As a child, it may sound strange but I wanted to be an entrepreneur. My father was an entrepreneur and small business owner so I was exposed to the entrepreneurship world from a young age. As a result, I grew up seeing entrepreneurship as a way to influence the world and shape the future – even if it was only in a small way. By becoming an entrepreneur, I felt anything was possible because the future was mine to create.
As an adult (prior to discovering the FI movement) in the pursuit of retirement, I wanted to retire and THEN become an entrepreneur because I wanted to have flexibility with my time so that I could balance a “retirement” lifestyle with my passion to continue to learn, create, and contribute to the world through business. The dream hadn’t changed, but the timeline had shifted. Retirement had become the destination and the key to pursuing my passion.
Then EVERYTHING changed. As a HENRY in the pursuit of FIRE, I determined that I wanted to achieve financial independence so that I could quit my job to THEN become an entrepreneur. FI was the tool to allow me to pursue my dream on a more accelerated timeline. Becoming FI became the destination and the key to pursuing my passion earlier in life.
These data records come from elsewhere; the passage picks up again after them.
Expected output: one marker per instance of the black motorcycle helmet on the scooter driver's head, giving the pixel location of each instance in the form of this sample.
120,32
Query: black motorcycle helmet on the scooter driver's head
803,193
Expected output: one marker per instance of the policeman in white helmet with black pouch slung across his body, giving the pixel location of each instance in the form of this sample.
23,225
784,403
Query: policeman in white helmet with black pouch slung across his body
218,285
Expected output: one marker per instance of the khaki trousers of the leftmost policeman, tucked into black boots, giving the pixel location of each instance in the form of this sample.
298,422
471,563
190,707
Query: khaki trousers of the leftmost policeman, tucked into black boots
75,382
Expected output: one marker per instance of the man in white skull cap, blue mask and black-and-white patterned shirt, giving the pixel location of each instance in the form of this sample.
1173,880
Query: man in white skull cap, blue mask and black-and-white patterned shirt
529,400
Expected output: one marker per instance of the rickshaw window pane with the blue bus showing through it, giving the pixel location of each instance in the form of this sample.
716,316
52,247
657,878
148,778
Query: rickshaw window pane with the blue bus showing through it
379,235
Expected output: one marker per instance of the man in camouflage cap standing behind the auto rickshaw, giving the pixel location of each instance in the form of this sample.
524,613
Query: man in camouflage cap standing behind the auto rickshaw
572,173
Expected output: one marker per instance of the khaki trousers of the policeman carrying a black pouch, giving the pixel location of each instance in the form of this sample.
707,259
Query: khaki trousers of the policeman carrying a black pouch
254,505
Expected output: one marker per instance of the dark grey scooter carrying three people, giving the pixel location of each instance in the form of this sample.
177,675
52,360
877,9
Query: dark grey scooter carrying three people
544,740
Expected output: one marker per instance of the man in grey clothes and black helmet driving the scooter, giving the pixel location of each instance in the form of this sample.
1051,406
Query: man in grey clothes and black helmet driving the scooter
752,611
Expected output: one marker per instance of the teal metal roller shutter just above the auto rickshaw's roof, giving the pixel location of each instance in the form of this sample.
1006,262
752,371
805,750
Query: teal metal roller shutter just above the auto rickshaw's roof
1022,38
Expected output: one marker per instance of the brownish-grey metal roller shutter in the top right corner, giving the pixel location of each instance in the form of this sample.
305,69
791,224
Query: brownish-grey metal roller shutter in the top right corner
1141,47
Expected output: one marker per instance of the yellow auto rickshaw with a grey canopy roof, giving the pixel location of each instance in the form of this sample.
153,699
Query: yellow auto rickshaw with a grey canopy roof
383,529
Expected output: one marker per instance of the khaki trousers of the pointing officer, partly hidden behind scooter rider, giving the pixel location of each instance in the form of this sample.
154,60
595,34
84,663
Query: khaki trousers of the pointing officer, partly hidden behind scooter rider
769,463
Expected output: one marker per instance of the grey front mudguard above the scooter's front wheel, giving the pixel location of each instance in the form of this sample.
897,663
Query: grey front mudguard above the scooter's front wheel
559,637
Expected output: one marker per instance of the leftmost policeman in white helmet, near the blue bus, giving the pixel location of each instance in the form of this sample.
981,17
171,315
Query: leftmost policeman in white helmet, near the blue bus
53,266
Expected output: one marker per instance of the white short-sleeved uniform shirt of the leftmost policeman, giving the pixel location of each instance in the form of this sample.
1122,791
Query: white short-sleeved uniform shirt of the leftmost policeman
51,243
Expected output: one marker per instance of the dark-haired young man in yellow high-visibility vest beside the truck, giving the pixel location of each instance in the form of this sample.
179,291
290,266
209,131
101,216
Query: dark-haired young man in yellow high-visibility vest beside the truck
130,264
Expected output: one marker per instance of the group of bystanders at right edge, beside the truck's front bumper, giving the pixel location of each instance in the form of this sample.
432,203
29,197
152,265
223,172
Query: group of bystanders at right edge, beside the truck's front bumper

The last five months of reflection have helped me to realize that I have in fact known the answer to the question, “What do I want to be when I grow up?” all along, and it has never changed. I want to be an entrepreneur when I grow up. I am now beginning to see the question I should really be asking myself is, “When will I grow up?”.
Conclusion:
As I have said before, discovering financial independence is like Neo discovering the matrix. Once you see it, you can’t unsee it. There is an alternate path in life if you choose, and it can have a profound impact. I decided to pursue this alternate path years ago and the journey continues to evolve. This time period of reflection has challenged me to further question my pursuit of financial independence as a destination rather than an evolving journey. I am continuing to realize that the true value of pursuing financial independence may lie in the options created along the way rather than the destination itself. Achieving financial independence may be the ultimate destination, but Coast FI may be where the true power lies. As I move forward, I am no longer asking myself what I want to do when I retire. I am asking myself what I would want to do if I could never retire. For me, the answer continues to be the same. I want to be an entrepreneur when I grow up and it is time to grow up.
How about you? What do you want to be when you grow up?